French investigators have detailed a serious airprox incident which occurred at Paris Charles de Gaulle when an Embraer 170, executing a go-around, drifted into the climb path of an Airbus A320 departing simultaneously from the parallel adjacent runway.
While descending to runway 26L on 21 October 2020 – during a period of strong crosswinds and turbulence – the Hop Embraer aborted its approach at 200ft, following a windshear warning.
Its crew applied a windshear manoeuvre, climbing to 1,500ft while maintaining a wings-level attitude, and then notifying the tower controller of the go-around.
But the strong crosswind had caused the Embraer to drift to the right in the meantime, straying into the vicinity of the Brussels Airlines A320 taking off from runway 26R.
French investigation authority BEA says the controller – about 10s after hearing of the go-around – attempted to resolve the conflict with emergency phraseology, instructing the Embraer crew to turn left onto a heading of 240°.
“The crew read back the instruction but the controller’s order to change the heading was not followed,” says the inquiry.
BEA says the Embraer crew was complying with a collision-avoidance procedure and stopped the turn on passing a heading of 250°. The crosswind meant the aircraft was still tracking 263°, towards the A320’s path.
Owing to a busy radio frequency, the Embraer crew had not told the controller about the collision-avoidance resolution.
The controller intervened to order the A320 crew to stop climbing – but did not use emergency phraseology.

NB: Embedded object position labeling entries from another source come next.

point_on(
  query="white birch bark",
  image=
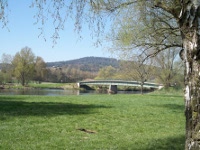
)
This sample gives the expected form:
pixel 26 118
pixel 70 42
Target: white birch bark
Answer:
pixel 190 31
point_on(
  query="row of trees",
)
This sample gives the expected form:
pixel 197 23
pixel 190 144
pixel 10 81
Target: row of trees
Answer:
pixel 24 66
pixel 151 25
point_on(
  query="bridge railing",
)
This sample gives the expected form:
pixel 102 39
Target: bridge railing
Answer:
pixel 119 82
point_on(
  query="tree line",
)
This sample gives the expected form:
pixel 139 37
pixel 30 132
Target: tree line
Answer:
pixel 24 67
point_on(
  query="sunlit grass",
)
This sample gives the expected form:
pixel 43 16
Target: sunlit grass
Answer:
pixel 135 122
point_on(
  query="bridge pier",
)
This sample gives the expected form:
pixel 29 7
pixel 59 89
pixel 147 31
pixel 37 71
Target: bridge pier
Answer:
pixel 112 89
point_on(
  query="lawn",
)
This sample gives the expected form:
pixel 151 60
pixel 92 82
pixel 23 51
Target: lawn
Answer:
pixel 89 122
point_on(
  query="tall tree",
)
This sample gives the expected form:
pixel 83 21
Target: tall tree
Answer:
pixel 158 15
pixel 23 63
pixel 165 63
pixel 6 67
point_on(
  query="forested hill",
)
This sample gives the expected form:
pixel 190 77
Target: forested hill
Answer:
pixel 86 63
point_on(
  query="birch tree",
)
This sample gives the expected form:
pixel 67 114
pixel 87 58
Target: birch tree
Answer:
pixel 182 17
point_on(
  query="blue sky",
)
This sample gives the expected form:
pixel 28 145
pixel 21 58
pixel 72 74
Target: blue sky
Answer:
pixel 21 32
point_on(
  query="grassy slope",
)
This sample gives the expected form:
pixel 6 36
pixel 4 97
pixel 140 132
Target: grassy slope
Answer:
pixel 136 122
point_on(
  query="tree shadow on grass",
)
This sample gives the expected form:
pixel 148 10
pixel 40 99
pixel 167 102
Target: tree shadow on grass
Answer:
pixel 170 143
pixel 12 106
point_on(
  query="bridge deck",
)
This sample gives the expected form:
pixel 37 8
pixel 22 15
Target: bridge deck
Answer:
pixel 119 82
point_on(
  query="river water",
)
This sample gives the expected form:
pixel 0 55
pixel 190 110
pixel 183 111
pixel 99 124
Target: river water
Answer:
pixel 56 92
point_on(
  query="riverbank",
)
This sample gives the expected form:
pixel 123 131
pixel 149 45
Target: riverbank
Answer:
pixel 151 121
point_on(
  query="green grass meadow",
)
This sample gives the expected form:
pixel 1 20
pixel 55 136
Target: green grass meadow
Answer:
pixel 119 122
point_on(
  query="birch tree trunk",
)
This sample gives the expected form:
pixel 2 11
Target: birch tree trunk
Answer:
pixel 190 32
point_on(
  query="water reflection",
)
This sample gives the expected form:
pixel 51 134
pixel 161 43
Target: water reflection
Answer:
pixel 55 92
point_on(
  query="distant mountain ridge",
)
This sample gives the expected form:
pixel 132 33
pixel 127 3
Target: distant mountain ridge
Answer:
pixel 87 63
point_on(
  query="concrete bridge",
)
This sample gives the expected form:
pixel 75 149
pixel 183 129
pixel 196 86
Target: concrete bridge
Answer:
pixel 113 84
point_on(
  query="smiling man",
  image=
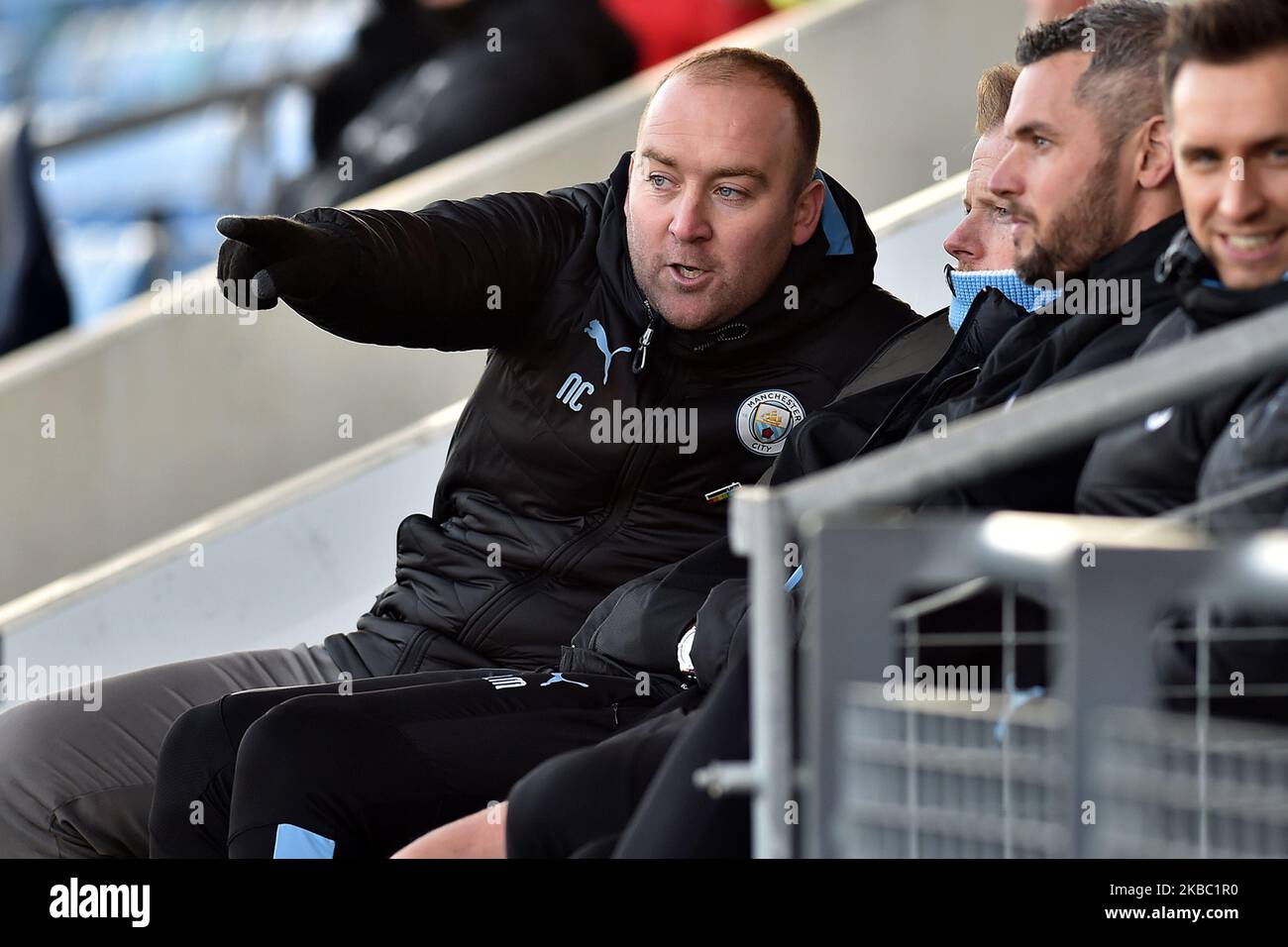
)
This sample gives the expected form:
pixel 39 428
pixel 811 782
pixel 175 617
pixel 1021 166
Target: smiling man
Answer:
pixel 739 281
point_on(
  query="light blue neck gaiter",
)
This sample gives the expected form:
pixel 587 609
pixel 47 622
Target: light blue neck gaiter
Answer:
pixel 966 286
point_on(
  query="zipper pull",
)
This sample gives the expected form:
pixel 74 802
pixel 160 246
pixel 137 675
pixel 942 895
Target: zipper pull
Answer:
pixel 642 351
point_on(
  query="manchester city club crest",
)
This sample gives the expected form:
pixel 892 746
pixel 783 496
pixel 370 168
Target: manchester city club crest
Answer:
pixel 765 419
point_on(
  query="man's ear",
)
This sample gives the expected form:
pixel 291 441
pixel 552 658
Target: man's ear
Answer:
pixel 809 210
pixel 1154 157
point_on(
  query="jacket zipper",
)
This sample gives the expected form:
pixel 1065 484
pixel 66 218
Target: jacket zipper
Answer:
pixel 642 351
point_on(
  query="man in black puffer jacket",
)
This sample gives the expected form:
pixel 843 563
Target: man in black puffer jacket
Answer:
pixel 653 338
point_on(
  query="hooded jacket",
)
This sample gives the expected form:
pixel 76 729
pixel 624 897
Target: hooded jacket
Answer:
pixel 585 454
pixel 1000 354
pixel 1154 464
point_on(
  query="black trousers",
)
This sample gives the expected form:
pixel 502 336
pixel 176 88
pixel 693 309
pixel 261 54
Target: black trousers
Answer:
pixel 374 768
pixel 632 795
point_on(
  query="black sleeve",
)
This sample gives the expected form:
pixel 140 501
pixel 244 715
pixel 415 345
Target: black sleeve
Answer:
pixel 722 628
pixel 458 274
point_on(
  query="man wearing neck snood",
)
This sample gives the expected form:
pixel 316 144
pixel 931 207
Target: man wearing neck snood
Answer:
pixel 1089 187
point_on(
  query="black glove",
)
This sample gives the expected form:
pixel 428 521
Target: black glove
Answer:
pixel 267 257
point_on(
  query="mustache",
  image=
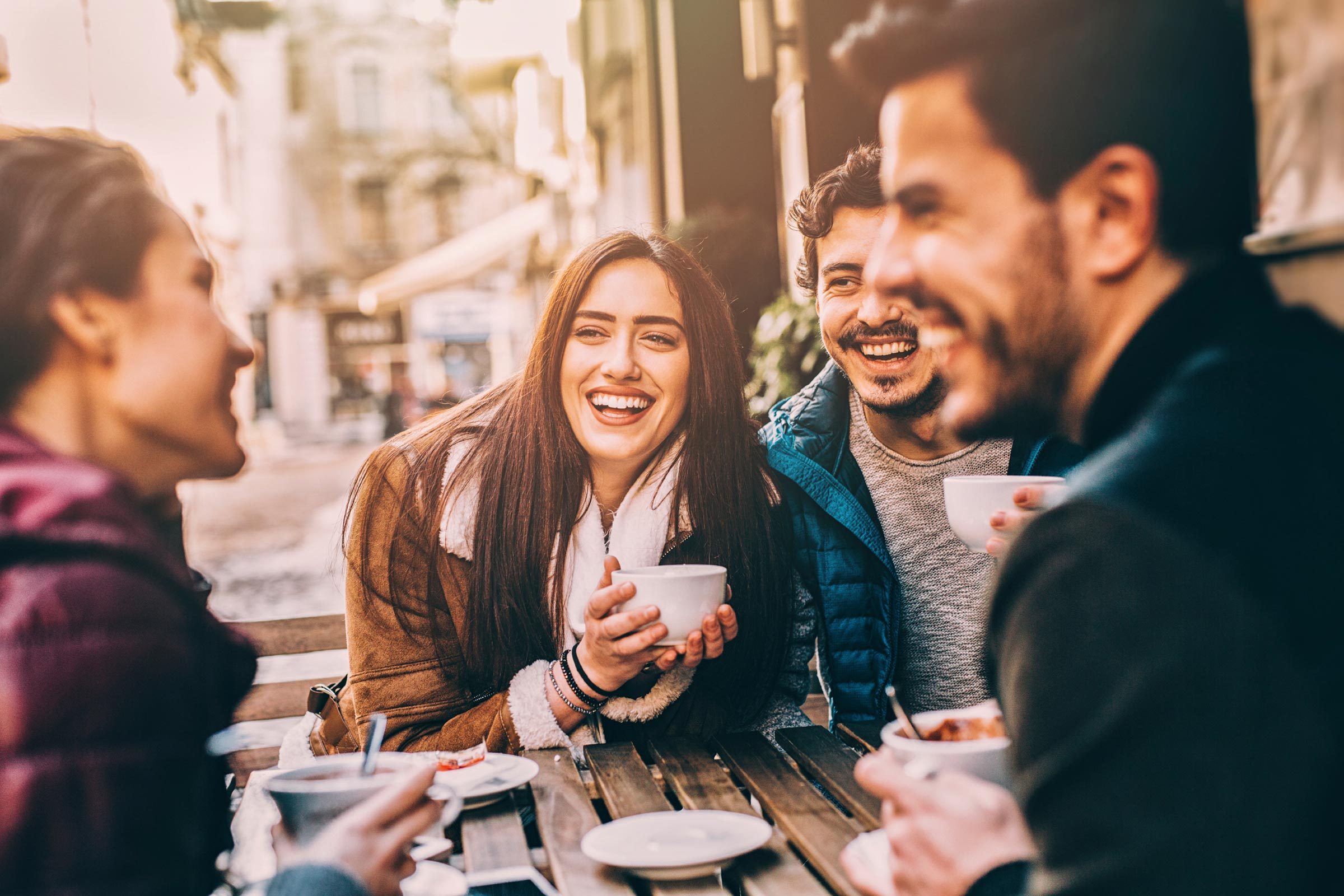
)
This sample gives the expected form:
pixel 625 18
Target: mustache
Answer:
pixel 857 334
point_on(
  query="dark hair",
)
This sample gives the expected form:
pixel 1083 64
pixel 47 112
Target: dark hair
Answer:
pixel 851 184
pixel 518 444
pixel 74 211
pixel 1060 81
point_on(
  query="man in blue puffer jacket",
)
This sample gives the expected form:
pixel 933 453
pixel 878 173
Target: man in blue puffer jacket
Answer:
pixel 864 456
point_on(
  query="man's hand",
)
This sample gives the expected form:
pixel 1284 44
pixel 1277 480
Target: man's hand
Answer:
pixel 371 840
pixel 945 832
pixel 1029 501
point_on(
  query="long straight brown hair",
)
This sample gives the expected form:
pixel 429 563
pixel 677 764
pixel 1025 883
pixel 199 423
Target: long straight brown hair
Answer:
pixel 516 442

The A320 crew responded that they were following a collision-avoidance advisory.
BEA says the Embraer crew then “ambiguously” informed the controller of their own collision-avoidance advisory, using the past tense, which might have led the controller to believe the conflict was over – and meant the controller was giving orders to the crews even as the conflict resolution was continuing.
Analysis of the aircraft flightpaths shows they came within 0.09nm – about 550ft – horizontally and 460ft vertically at their point of closest approach.
BEA says the A320 crew stopped the climb at about 2,000ft as part of the resolution advisory, and the Embraer crew, after flying clear of the conflict, resumed a left turn onto a heading of 200°.
Investigators state that “insufficient consideration” was given to implementation of simultaneous runway operations during strong crosswinds and with the risk of windshear. The inquiry adds that the Embraer crew’s compliance with the windshear procedure up to 1,500ft altitude – irrespective of whether windshear was still present – could have delayed subsequent aircraft-separation actions.
None of the occupants – totalling 62 on the Embraer (F-HBXK) and 41 on the A320 (OO-SNE) – was injured.